Kirill scores with every chick he sees. I scored twice that fall, once with the Duran Duran girl. Oddly, they all tell me the same thing: getting in the sack with me is like the way you’d imagine it’d be like to grind against a mannequin of Harvey Weinstein. Every time, without fail. I swear. I shed a tear and throw on “Enjoy the Silence”, and softly sing along with Dave Gahan as she dresses. Later, I wake up and see a spider crawling across the lit-up face of my digital clock. By the time I switch on the lights, it’s scurried off under the desk. 


III. WINTER

In winter what we do is, I’ll throw on my leather jacket, and if Kirill sees me in my leather jacket, he’ll wait behind the corner on some random pathway, jump out - taking me by surprise – and pretend to shiv me like Viktor Tsoi gets shivved at the end of The Needle when lighting a cig for his would-be assassin, spilling a few drops of blood before he picks himself up and walks off into the snow-covered night. Kirill uses the end of a toothbrush, only partly whidled down. There’s a statue of Tsoi holding that lighter in Almaty, on the very pathway where they shot that scene. Kirill took a photo in front of it, when he was little.  

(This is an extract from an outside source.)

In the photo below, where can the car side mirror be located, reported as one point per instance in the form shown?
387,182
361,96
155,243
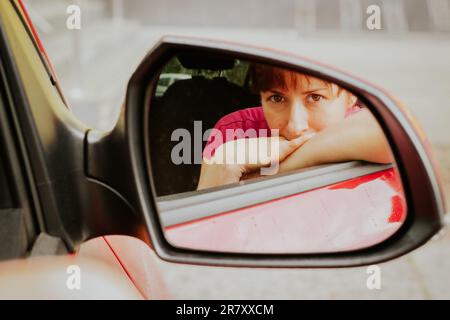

Ice floats break on the shore. Maybe a bit dramatic, but I figure it’s close enough. Once, our uncle took us on his friend’s yacht. We’d packed a cooler full of snow, and we’d scoop out handfuls and pack them tight and flung the snowballs at passing boats. It was still coming down when we pulled in that afternoon.


Sometime between western Christmas and New Year, I’m getting back to the house after making a run to the store; I stomp the snow off my boots on the front step. Kirill’s plugged in his Fender an’s screwing around before playing a pretty good cover of Akvarium’s “Ploskost”. Everyone in the house joins in. I know my voice would be drowned out by the rest, but I don’t sing. I wait on the doorstep until they finish.

From the front hall, I move into the kitchen. I pass Kirill’s door and notice Solzhenitsyn’s novel is now marked nearly halfway through.

The garland buzzes, wrapped around a small pine in a corner in front of the glass sliding doors onto the balcony.

There’s frost on the railings where the snow’s been brushed off.

After a while, people notice me on the balcony.


I left everyone, Kirill plucking the electric guitar strings, starting on Joy Division’s “Ceremony”, shut the door and stomped through the snow drift. 

Above town, the trails of forest park wrap around and continue past abandoned playgrounds and run-down sporting complexes.

I wander through a forested garden, step off the path and stop at the edge of a shallow pond. There’s the moon out there, where the Americans left their shit. We could’ve done that, I guess, but skimming past the atmosphere was apparently enough for us.